Pośród zarośli leżało maleńkie pisklę. Ptaszek nie miał jeszcze piór, a jego żałosne
popiskiwanie sprawiło, że Anna bez chwili zastanowienia wzięła go w ramiona
i owinąwszy chustą zdjętą z ramion, udała się z powrotem do grodu.
Idąc szybko między ludźmi, starała się ukryć maleństwo najlepiej jak umiała,
wiedziała bowiem, że gdy tylko inni zobaczą co ze sobą ma, każą jej natychmiast
pozbyć się ledwie żywej, żałosnej istoty. Dyskretnie przemknęła więc do swojej
komnaty i położyła owinięte pisklę na wielkim łożu.
Król, gdy dowiedział się o znalezisku córki, nie był zadowolony, lecz ubłagany
pięknymi słowami córki pozwolił jej zatrzymać zwierzę.
Pisklę dzięki opiece Anny wyrosło na pięknego orła, który swą wielkością
i dostojeństwem przyćmiewał wszystkie inne ptaki. Wszędzie gdzie tylko ukazała
się księżniczka, tam można było spotkać i orła. Nie odstępował dziewczyny nawet
na krok, niejednokrotnie ratując ją z opresji, w które nieustannie popadała przez
swą niepohamowaną żądzę przygód.
Z biegiem lat, królestwo było znane już nie tylko z potężnego króla, ale także z orła,
dumnego, nieustraszonego i siejącego postrach wśród złoczyńców władcę nieba.
Król, doceniając piękno i majestat skrzydlatego obrońcy, postanowił, że stanie się
on godłem jego królestwa. Od tamtego czasu na masztach i flagach widniał biały
orzeł na czerwonym tle.
Gdy kobieta skończyła mówić, zobaczyła, że jej wnuczka już śpi.
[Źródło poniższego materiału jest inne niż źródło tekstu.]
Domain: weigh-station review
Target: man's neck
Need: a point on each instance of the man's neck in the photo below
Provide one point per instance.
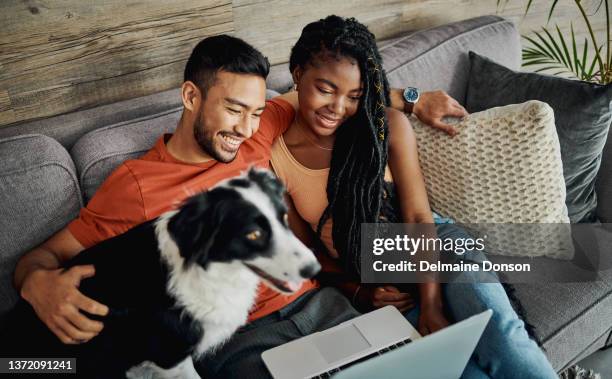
(183, 146)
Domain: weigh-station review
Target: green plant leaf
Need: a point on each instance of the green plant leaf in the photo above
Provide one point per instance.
(552, 9)
(575, 51)
(527, 8)
(584, 56)
(568, 58)
(548, 46)
(556, 47)
(541, 48)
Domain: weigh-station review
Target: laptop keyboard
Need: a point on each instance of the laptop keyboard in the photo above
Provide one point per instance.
(329, 373)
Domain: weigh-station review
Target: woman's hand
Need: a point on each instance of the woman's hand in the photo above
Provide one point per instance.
(431, 319)
(378, 297)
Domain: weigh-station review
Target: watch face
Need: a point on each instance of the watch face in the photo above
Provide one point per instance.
(411, 94)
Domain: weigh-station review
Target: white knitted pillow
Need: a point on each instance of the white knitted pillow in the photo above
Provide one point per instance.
(504, 167)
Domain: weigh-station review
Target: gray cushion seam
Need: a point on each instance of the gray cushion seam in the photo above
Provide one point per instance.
(133, 121)
(574, 319)
(25, 136)
(503, 21)
(53, 163)
(424, 31)
(104, 157)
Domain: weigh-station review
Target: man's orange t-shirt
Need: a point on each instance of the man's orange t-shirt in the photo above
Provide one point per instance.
(142, 189)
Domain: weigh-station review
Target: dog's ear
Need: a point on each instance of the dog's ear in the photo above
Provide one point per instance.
(195, 227)
(267, 181)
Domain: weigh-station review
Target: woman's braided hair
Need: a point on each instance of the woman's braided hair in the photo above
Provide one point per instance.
(359, 157)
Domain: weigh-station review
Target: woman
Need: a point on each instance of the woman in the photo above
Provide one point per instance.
(338, 159)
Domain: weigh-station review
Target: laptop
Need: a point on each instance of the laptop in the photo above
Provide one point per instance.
(379, 344)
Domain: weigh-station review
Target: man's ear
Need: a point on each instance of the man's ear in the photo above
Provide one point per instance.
(297, 75)
(194, 228)
(191, 96)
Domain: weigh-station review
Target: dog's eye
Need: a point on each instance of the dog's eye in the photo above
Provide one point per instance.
(254, 235)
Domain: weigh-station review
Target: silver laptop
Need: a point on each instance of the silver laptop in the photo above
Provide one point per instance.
(380, 344)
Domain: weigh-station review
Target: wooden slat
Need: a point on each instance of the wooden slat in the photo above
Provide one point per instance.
(68, 55)
(63, 55)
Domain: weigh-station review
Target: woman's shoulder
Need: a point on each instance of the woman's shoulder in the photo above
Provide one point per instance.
(394, 115)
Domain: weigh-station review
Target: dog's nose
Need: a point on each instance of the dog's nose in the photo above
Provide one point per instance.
(310, 270)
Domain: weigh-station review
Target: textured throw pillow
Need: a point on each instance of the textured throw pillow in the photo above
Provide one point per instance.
(582, 114)
(504, 167)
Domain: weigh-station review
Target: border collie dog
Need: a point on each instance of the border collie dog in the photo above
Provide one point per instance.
(177, 286)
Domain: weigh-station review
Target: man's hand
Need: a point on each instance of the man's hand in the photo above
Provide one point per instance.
(432, 106)
(431, 319)
(378, 297)
(55, 297)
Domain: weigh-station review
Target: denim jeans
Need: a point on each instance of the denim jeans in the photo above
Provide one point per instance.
(505, 349)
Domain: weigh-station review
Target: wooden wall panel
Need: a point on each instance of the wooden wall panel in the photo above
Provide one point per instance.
(59, 56)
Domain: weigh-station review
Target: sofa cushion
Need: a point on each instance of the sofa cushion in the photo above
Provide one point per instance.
(481, 176)
(437, 59)
(68, 128)
(99, 152)
(582, 115)
(604, 183)
(39, 193)
(568, 317)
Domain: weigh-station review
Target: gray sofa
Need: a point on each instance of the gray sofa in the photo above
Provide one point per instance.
(52, 167)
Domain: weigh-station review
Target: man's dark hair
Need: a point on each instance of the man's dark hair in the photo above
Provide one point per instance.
(225, 53)
(359, 158)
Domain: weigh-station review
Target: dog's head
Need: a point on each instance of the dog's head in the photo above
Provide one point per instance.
(244, 219)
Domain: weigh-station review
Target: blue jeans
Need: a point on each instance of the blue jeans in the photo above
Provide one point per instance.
(505, 349)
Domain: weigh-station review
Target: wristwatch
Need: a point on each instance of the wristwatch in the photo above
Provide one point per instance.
(411, 96)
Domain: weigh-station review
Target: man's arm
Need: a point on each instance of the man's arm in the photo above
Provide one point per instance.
(53, 292)
(431, 107)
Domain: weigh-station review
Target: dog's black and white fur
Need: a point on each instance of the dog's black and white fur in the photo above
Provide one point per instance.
(177, 286)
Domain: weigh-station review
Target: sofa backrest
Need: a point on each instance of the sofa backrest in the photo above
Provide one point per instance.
(39, 193)
(604, 183)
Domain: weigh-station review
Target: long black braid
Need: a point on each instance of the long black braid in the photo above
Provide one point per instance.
(359, 157)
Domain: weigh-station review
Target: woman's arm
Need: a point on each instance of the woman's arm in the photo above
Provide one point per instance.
(414, 205)
(331, 273)
(364, 297)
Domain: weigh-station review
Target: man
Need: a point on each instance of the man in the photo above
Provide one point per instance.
(223, 129)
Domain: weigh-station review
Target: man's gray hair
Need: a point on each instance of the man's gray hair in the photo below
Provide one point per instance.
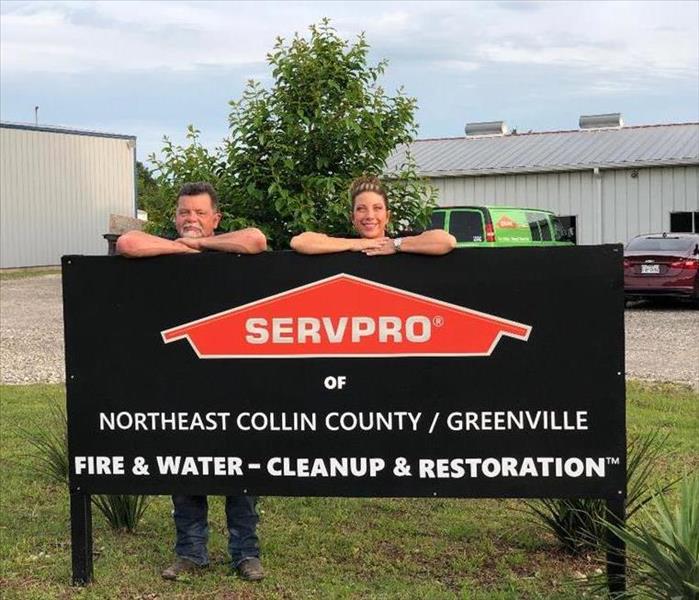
(199, 187)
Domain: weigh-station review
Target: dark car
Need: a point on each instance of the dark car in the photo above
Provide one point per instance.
(662, 264)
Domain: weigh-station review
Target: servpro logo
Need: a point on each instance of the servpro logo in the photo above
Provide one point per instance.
(346, 316)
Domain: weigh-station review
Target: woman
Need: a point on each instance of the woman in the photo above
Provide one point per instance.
(370, 216)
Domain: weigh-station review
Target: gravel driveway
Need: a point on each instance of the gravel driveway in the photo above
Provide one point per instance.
(661, 339)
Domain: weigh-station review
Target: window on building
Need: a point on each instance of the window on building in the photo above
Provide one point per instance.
(684, 222)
Odgarnęła
splątane kosmyki z twarzy dziewczynki, ułożyła ją wygodnie na miękkiej
poduszce i otuliła pluszowym kocem.
- Śpij słodko Aniu. - Szepnęła i pocałowała blade czółko.
Wychodząc z pokoju uniosła wzrok i spojrzała na jasną ścianę, na której wisiał
herb. Biały orzeł w złotej koronie na czerwonym tle.